Why would Snowflake develop and release this? Doesn't this cannibalize their main product?

One thing I admire about Snowflake is a real commitment to self-cannibalization. They were super out front with Iceberg even though it could disrupt them, because that's what customers were asking for and they're willing to bet they'll figure out how to make money in that new world

Video of their SVP of Product talking about it here: https://youtu.be/PERZMGLhnF8?si=DjS_OgbNeDpvLA04&t=1195

  • Have you interacted with Snowflake teams much? We are using external iceberg tables with snowflake. Every interaction pretty much boils down to you really should not be using iceberg you should be using snowflake for storage. It's also pretty obvious some things are strategically not implemented to push you very strongly in that direction.

    • Not surprised - this stuff isn’t fully mature yet. But I interact with their team a lot and know they have a commitment to it (I’m the other guy in that video)

    • Out of curiosity - can you share a few examples of functionality currently not supported with Iceberg but that works well with their internal format?

      3 replies →

  • Supporting Iceberg is eventually having people leaving you because they have better elsewhere, but this is birectionnal, it means you can welcome people from Databricks because you have feature parity.

It's not going to scale as well as Snowflake, but it gets you into an Iceberg ecosystem which Snowflake can ingest and process at scale. Analytical data systems are typically trending to heterogenous compute with a shared storage backend -- you have large, autoscaling systems to process the raw data down to something that is usable by a smaller, cheaper query engine supporting UIs/services.

  • But if you are used to this type of compute per dollar what on earth would make you want to move to Snowflake?

    • Different parts of the analytical stack have different performance requirements and characteristics. Maybe none of your stack needs it and so you never need Snowflake at all.

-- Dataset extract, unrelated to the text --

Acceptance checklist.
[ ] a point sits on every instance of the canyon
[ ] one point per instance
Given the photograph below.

      More likely, you don't need Snowflake to process queries from your BI tools (Mode, Tableau, Superset, etc), but you do need it to prepare data for those BI tools. Its entirely possible that you have hundreds of terabytes, if not petabytes, of input data that you want to pare down to < 1 TB datasets for querying, and Snowflake can chew through those datasets. There's also third party integrations and things like ML tooling that you need to consider.

      You shouldn't really consider analytical systems the same as a database backing a service. Analytical systems are designed to funnel large datasets that cover the entire business (cross cutting services and any sharding you've done) into subsequently smaller datasets that are cheaper and faster to query. And you may be using different compute engines for different parts of these pipelines; there's a good chance you're not using only Snowflake but Snowflake and a bunch of different tools.

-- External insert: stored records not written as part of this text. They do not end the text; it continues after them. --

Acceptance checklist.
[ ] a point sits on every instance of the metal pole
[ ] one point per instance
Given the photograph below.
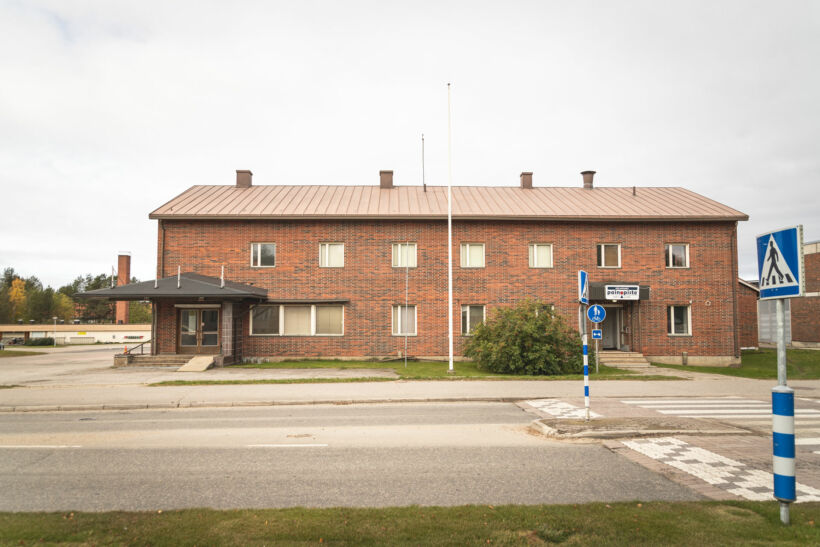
(449, 232)
(582, 319)
(783, 453)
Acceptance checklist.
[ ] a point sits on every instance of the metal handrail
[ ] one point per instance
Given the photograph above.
(141, 345)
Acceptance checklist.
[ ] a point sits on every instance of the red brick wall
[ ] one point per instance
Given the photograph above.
(806, 310)
(372, 285)
(747, 319)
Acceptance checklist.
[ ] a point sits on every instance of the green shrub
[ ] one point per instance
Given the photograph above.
(529, 338)
(39, 342)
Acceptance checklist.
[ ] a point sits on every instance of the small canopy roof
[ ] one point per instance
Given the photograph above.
(187, 285)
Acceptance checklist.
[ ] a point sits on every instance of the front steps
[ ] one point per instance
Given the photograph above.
(623, 359)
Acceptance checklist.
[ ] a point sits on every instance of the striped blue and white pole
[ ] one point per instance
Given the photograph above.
(586, 372)
(783, 443)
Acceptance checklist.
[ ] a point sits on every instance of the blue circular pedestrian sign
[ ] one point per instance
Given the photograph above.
(596, 313)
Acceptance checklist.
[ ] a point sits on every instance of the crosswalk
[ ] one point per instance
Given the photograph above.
(741, 411)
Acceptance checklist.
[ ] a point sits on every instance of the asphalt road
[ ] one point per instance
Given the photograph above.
(318, 456)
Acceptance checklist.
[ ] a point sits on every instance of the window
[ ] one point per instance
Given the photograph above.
(331, 255)
(609, 255)
(265, 320)
(263, 255)
(297, 320)
(404, 255)
(471, 317)
(404, 320)
(472, 255)
(678, 320)
(301, 320)
(540, 255)
(677, 255)
(329, 320)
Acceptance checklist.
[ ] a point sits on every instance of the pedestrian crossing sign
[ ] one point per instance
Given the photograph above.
(780, 263)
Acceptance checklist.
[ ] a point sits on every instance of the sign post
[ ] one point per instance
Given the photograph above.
(583, 300)
(596, 314)
(780, 271)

When we first developed pg_lake at Crunchy Data and defined GTM we considered whether it could be a Snowflake competitor, but we quickly realised that did not make sense.

Data platforms like Snowflake are built as a central place to collect your organisation's data, do governance, large scale analytics, AI model training and inference, share data within and across orgs, build and deploy data products, etc. These are not jobs for a Postgres server.

Pg_lake foremost targets Postgres users who currently need complex ETL pipelines to get data in and out of Postgres, and accidental Postgres data warehouses where you ended up overloading your server with slow analytical queries, but you still want to keep using Postgres.

It'll probably be really difficult to set up.

If it's anything like super base, your question the existence of God when trying to get it to work properly.

You pay them to make it work right.

  • For testing, we at least have a Dockerfile to automate the setup of the pgduck_server and a minio instance so it Just Works™ with the extensions installed in your local Postgres cluster (after installing the extensions).

    The configuration mainly involves just defining the default iceberg location for new tables, pointing it to the pgduck_server, and providing the appropriate auth/secrets for your bucket access.